Blake Shelton proposed to Miranda Lambert in the woods near their home in Tishomingo, Oklahoma in 2010 after the country music power couple had been dating for some time before. Since then there hasn’t been one single winner of either the CMA’s Male Vocalist of the Year award or Female Vocalist of the Year award not named Blake Shelton or Miranda Lambert. Five years in a row now, Miranda and Blake have both walked away with two of country music’s top prizes, regardless if it was a big year or not for either in album sales, touring, or critical acclaim. It is the only run of awards show success of its kind in the history of country music.

On the ACM Awards side, the story is very similar. Miranda Lambert has won Top Female Vocalist of the Year honors every year since 2009—seven years in a row.
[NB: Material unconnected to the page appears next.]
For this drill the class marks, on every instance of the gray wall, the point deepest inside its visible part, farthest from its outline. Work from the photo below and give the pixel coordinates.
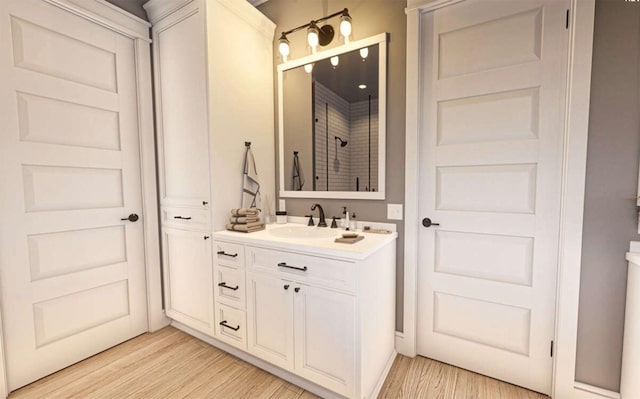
(610, 220)
(133, 6)
(370, 17)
Blake Shelton—the regular ACM Awards host, has been nominated every year since the couple got together, and won the Top Male Vocalist of the Year in 2011.

On Monday (7-20) it was announced that after four years of marriage and endless tabloid stories about the couple’s martial troubles, they are finally getting a divorce. “This is not the future we envisioned,” the couple said in a statement to the Associated Press. And it is with heavy hearts that we move forward separately. We are real people, with real lives, with real families, friends and colleagues. Therefore, we kindly ask for privacy and compassion concerning this very personal matter.

The top-heavy nature of mainstream country music over the last half decade has led to one of the largest gulfs between the have’s and the have not’s in music history, and nowhere has this been more illustrated than in the dominance of Blake Shelton and Miranda Lambert in the Top Vocalist awards. Worthy artists looking for recognition regularly fail to even receive nominations because the same collusive list of names are stuck at the very top, while mainstream country music continues to struggle with substantive artist development, especially on the female side.

Where Miranda Lambert appears to be the last female the mainstream is willing to champion to result in significant commercial success (while it appears to be systematically deprecating Carrie Underwood when it comes to awards), Blake Shelton seems to have been receiving his CMA hardware more for his role as a reality TV judge as opposed to critical or commercial performance. Together, the couple was able to create a celebrity footprint that was bigger than the sum of their individual parts, securing their place in country music history as the dominant force the last half decade. This result is why so many celebrity couples come together in the first place—to benefit in a significant elevation of overall fame, though the Lambert / Shelton courtship appeared to begin sincere.

Nobody wins in a divorce or breakup, and you can list countless country songs, including some from Blake Shelton and Miranda Lambert, that speak to this fact. But maybe this will be the moment mainstream country music moves on from its fascination with its first couple, and the unprecedented monopoly for the industry’s top awards.

But beyond all, Blake and Miranda are people, and their wishes for compassion during this time should be respected.